Where Mh [Nm] is the holding momentum, Fm [N]=magnetic force, and L [mm] is the Swing bar’s effective length

And In order to maintain the valve in a closed state Fh must be greater than Fp.

== History ==
The Camcon binary actuator was developed by Wladyslaw Wygnanski. The developmental principle of BAT was an internal energy recycling concept which was first applied to generate a fast responding pneumatic horn valve with high energy efficiency for an air powered sound source loudspeaker. Subsequently, Wygnanski developed a series of inventions in the patent class, “permanent or constantly energized magnet actuator”. By the late 1990s, he made a conscious decision to refocus the development of BAT and joined with Camcon in further development of the technology.

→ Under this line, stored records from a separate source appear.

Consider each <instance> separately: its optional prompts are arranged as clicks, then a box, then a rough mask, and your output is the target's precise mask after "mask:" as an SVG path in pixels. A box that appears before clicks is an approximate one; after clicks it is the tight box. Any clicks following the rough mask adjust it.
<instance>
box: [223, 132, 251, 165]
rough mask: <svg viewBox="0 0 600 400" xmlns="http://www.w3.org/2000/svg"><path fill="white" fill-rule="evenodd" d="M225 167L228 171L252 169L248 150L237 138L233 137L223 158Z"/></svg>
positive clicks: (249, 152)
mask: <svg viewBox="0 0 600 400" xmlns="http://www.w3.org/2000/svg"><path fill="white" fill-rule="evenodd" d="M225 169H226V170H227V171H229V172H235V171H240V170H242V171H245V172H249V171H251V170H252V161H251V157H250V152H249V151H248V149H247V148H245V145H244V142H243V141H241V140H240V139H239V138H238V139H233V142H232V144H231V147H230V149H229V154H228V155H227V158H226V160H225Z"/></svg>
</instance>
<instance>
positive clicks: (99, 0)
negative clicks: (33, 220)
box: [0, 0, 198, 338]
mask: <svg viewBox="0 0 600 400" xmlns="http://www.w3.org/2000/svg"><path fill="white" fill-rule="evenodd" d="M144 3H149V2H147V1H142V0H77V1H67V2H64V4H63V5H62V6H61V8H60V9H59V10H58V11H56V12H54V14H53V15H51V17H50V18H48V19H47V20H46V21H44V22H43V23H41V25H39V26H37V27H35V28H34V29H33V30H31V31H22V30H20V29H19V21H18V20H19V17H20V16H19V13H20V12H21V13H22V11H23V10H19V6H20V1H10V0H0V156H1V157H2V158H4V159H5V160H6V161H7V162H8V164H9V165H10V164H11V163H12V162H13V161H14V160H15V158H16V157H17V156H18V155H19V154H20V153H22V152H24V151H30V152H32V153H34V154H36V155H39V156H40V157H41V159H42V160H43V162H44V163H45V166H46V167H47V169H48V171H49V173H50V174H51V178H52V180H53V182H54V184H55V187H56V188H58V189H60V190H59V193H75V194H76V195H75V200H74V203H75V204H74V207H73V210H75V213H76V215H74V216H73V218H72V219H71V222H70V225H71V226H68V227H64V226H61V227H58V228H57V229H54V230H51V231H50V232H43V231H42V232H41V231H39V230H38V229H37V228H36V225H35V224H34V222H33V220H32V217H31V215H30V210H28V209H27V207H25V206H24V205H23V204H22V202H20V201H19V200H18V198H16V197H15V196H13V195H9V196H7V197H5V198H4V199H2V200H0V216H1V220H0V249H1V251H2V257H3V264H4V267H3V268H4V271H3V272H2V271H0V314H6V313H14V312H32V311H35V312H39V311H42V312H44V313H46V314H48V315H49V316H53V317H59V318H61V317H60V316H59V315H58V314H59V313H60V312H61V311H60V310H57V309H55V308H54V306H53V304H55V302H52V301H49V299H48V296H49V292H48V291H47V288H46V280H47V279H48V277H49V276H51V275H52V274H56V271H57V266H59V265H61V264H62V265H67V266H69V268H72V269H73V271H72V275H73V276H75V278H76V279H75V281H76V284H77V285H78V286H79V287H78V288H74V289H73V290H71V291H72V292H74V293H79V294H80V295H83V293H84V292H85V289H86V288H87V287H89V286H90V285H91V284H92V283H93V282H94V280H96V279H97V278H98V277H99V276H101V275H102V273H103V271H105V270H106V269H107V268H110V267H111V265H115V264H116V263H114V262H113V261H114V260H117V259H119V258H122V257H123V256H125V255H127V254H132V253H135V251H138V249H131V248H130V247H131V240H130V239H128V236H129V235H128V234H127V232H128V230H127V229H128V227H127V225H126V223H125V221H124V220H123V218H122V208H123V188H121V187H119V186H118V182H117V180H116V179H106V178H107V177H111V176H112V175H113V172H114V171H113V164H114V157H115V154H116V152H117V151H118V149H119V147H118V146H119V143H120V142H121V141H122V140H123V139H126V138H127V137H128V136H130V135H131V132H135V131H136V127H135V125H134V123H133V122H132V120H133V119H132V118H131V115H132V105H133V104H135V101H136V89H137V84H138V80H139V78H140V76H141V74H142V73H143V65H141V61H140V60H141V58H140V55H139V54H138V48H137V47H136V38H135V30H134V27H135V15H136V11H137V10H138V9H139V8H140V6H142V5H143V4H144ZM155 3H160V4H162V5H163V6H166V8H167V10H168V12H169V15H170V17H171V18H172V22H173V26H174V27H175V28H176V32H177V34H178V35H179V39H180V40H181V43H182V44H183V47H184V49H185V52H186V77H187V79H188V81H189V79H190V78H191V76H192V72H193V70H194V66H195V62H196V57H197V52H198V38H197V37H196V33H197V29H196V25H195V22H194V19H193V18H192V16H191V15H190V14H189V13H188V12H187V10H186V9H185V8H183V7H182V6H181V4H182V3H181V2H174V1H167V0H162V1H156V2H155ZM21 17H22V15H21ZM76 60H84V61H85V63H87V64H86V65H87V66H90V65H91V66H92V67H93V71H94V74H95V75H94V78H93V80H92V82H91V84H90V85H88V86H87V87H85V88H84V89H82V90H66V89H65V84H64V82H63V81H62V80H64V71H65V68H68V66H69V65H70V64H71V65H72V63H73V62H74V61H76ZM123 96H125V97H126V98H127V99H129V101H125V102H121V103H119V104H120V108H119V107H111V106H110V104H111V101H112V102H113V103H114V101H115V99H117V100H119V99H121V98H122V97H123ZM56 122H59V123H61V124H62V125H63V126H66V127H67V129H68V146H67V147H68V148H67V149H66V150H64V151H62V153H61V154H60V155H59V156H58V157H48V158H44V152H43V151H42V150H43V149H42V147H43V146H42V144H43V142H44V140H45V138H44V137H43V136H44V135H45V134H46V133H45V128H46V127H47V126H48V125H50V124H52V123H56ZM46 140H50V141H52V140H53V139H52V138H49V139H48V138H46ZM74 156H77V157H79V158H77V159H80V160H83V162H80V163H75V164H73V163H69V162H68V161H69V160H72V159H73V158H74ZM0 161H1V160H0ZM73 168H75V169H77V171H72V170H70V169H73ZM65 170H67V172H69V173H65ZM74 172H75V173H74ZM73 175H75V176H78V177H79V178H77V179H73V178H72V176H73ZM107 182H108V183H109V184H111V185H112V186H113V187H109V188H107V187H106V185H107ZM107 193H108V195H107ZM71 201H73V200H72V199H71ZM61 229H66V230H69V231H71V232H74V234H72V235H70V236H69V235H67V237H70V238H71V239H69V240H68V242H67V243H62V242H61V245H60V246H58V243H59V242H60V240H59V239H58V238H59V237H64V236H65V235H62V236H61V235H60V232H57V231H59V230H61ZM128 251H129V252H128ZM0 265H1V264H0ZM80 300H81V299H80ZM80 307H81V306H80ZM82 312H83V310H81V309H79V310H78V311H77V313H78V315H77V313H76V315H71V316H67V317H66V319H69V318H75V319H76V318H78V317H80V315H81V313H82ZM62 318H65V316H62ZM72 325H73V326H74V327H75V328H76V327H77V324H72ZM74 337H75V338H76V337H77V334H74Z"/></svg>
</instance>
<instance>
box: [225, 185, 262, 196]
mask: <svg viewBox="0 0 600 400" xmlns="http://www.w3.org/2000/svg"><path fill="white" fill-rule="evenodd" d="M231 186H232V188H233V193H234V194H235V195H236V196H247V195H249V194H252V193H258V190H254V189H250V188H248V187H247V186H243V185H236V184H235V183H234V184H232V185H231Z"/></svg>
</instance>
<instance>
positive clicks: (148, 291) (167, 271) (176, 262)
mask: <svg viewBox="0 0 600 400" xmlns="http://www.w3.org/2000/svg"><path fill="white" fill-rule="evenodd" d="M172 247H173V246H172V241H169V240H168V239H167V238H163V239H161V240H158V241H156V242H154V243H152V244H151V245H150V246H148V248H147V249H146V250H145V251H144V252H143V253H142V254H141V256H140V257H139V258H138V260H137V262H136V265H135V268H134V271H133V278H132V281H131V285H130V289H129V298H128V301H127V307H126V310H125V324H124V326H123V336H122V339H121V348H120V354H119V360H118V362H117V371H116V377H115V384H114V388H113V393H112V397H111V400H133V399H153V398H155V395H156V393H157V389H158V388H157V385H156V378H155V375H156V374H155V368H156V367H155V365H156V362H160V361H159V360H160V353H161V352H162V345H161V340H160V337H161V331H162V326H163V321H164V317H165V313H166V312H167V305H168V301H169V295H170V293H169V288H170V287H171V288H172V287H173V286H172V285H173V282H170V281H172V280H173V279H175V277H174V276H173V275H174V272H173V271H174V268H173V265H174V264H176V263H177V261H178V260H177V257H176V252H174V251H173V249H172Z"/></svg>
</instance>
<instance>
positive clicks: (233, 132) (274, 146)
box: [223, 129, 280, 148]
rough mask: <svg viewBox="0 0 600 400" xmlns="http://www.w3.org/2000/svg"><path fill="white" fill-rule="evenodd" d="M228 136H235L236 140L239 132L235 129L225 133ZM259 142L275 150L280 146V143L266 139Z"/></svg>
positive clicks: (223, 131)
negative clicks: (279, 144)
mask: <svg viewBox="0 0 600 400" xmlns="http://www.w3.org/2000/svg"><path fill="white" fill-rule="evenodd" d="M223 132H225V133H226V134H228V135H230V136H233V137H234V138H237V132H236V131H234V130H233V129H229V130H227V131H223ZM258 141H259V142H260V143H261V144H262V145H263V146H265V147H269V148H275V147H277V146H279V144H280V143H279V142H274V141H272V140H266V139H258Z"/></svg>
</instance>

== Application of Camcon binary actuation ==
While the technology was originally proposed for use in reducing noise in the aircraft industry, or to control liquid nitrogen flow in spacecraft from NASA, Camcon took the technology of the binary actuator as a means to control flow of fluid and gases in oil and gas industries, automotive industries, and more recently in healthcare.

=== Oil and gas industries ===
Control of Gas Lift Technique(way of moving oil to surface by pumping gas bubbles into drill lines) electronically and efficiently rather than manual machine intervention.

=== Automotive industries ===
Used in anti-locking brake systems for trucks, parking brakes, and digitally driven engine valves.

A series of patents assigned to Camcon such as the 2005 patent for "Electromagnetic fluid flow control valve" using the binary actuator technology have been used in the automotive industry.

=== Health care ===
Recently Camcom have used BAT in the health care industry to provide a precise and accurate method of delivery of oxygen to a patient. It would be used to shut off or regulate oxygen flow using a series of valves. Additional areas where Camcon has disclosed BAT may be applied in healthcare include implantable devices within the human body, mechanical aids, such as prosthetics and blood circulation support and accurate laboratory dispensing equipment, which can also be applied to drug dosing and delivery.

== Alternate applications of binary actuation ==
Another application is in robotics. The design of these systems, while they still use the same principle (having 2 home states), are vastly different and are unrelated to the Camcon binary actuation technology. Binary robotics devices are capable of executing practical tasks, such as instrument placement for planetary exploration. Robotics are envisioned to use Binary actuators as they are smaller and less complex than conventional servos and better suited, for example, for legged locomotion through rough terrain. One such extension of the binary actuator is the dielectric Elastomer actuation (DEA). The DEA is an application of binary actuation described by Jean-Sebastien Plante and Steven Dubowsky. One of their applications uses the binary principle of flipping between the two stable states, but using a diamond shaped frame instead of a rocking rod. Elastic bands store energy similar to the springs of the BAT design.

Another application of the principles used by BAT is in articulated binary elements (ABEs), One such design consists of bi-stable mechanisms sandwiched by flexible beams. The actuators can be mounted surrounding a joint in a similar fashion to the muscles in the human elbow or knee.  Experimental prototype binary devices and elements have been designed and constructed. The Binary Robotic Articulated Intelligent Device (BRAID) and a design of a six legged walking robot capable of walking in rough terrain are examples.

== Patents ==
- Sound pressure active transformer, (1983).
- Electromagnetic actuators, (1989).
- Improved electro-magnetically operable device, (2004).
- Improved actuator requiring low power for actuation for remotely located valve operation and valve actuator combination, (2007).
- Electromagnetic fluid flow control valve, (2007).
- Rotary electromagnetic actuator, (2017).